As a company grows, telco, like other IT investments, often gets treated as the necessary evil. “The new guy needs a new phone,” or “we need another broadband connection in Oshkosh,” is dealt with a simple nod of the head, a purchase order, and just another line on the monthly bill. But those lines add up and before you know it, you’re dealing with multiple systems and formats, receiving invoices from dozens of companies, and probably paying for things you’re not even using. That’s when executives usually learn to count to TEM, short for Telecom Expense Management.

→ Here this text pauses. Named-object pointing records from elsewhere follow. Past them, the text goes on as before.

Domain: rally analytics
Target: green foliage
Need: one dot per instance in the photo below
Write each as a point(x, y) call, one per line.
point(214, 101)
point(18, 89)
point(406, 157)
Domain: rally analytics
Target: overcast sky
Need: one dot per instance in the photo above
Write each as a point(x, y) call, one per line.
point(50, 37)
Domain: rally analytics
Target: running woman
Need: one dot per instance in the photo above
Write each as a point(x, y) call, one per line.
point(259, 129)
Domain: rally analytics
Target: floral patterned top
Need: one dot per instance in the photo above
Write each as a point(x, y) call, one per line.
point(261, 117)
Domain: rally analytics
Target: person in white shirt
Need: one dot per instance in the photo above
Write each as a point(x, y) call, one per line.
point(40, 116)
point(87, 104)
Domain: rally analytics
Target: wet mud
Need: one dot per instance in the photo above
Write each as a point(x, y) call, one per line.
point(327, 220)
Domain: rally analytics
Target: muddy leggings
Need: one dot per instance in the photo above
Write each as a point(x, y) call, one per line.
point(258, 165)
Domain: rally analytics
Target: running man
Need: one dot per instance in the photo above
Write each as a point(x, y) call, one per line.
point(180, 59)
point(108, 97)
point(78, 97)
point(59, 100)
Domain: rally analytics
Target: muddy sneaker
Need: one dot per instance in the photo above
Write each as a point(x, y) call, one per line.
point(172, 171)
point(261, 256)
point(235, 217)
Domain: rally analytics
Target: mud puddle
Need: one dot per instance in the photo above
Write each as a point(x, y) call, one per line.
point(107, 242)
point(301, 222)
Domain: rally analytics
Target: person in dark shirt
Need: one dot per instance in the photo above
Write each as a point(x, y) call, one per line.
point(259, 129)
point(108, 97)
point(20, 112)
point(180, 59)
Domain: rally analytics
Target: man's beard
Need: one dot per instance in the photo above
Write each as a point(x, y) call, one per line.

“We had a client who was very happy when informed that their data network contract renewal was costing them 50% less than their old contract,” recalled Barry O’Brien of Partner Consulting, a Pixel Health unified communications subsidiary. “Then they had us take a look at the contract they had signed with a well-known carrier as well as their actual bills. Management’s joy quickly disappeared!” O’Brien’s firm discovered that the company had actually been billed for more than a year for the new, and the old network. The big savings they were seeing was merely a result of discontinuing duplicate billing. Partner Consulting was able to secure a six-figure refund check for their client as a result.
A good TEM system should cover three distinct areas; Audit, Sourcing, and Management. Let’s take a look at how a qualified telecom expense management consultant breaks it down.
You can’t save money on your current spend until you know the services you already have, and how much they are costing you. An expense audit should include an examination of one year’s worth of billing statements from your various providers and the development an accurate inventory of your wireless and wireline resources. This should include a performance and capacity review (to determine if you really need everything you’re paying for) as well as a look at maintenance and “Move-Add- Change” charges. Barry O’Brien says clients need to take a close look at who owns what, who is using it, and how. “Expense audits alone typically reveal 20% or more in potential savings,” says O’Brien. “When a business is in growth mode, it’s easy to lose count of what you have, and then once changes start coming, invariably someone forgets to cancel old equipment or services.”
“You’re likely to find another 15 to 20% savings once you start looking at alternatives,” adds O’Brien. He uses this process to define what a company actually needs, put together a list of vendors that can meet those needs, and then seeks out various sources (Some consultants will charge you nothing for this service, earning their fee as a commission from the provider, while others will build this time into their overall TEM fee. Be sure to ask.). The sourcing process should also include negotiations with current service providers for credits and error resolution, renegotiation of contracts if necessary, and a complete inventory update.
Once you have the numbers, the inventory, and revised contracts that accurately reflect your needs, an ongoing monthly expense management system should be put in place. It should include reports on budgeting, trending, and troubleshooting and be capable of depicting a snapshot of expense and usage related trends. If an employee starts running up their cellular minutes, you’ll know it. If that Oshkosh office closes and someone forgets to turn off the broadband connection, you’ll know that too.
What makes one TEM consultant better than another? Before you commit, make sure they have both wireline and wireless capability. TEM software keeps the process automated but you’ll always be better served by having someone helping to interpret the numbers. O’Brien calls it personal analysis by “IHB,” intelligent human beings. There’s no substitute.
TEM is not a one and done process but overtime, you won’t need a math degree to count the savings.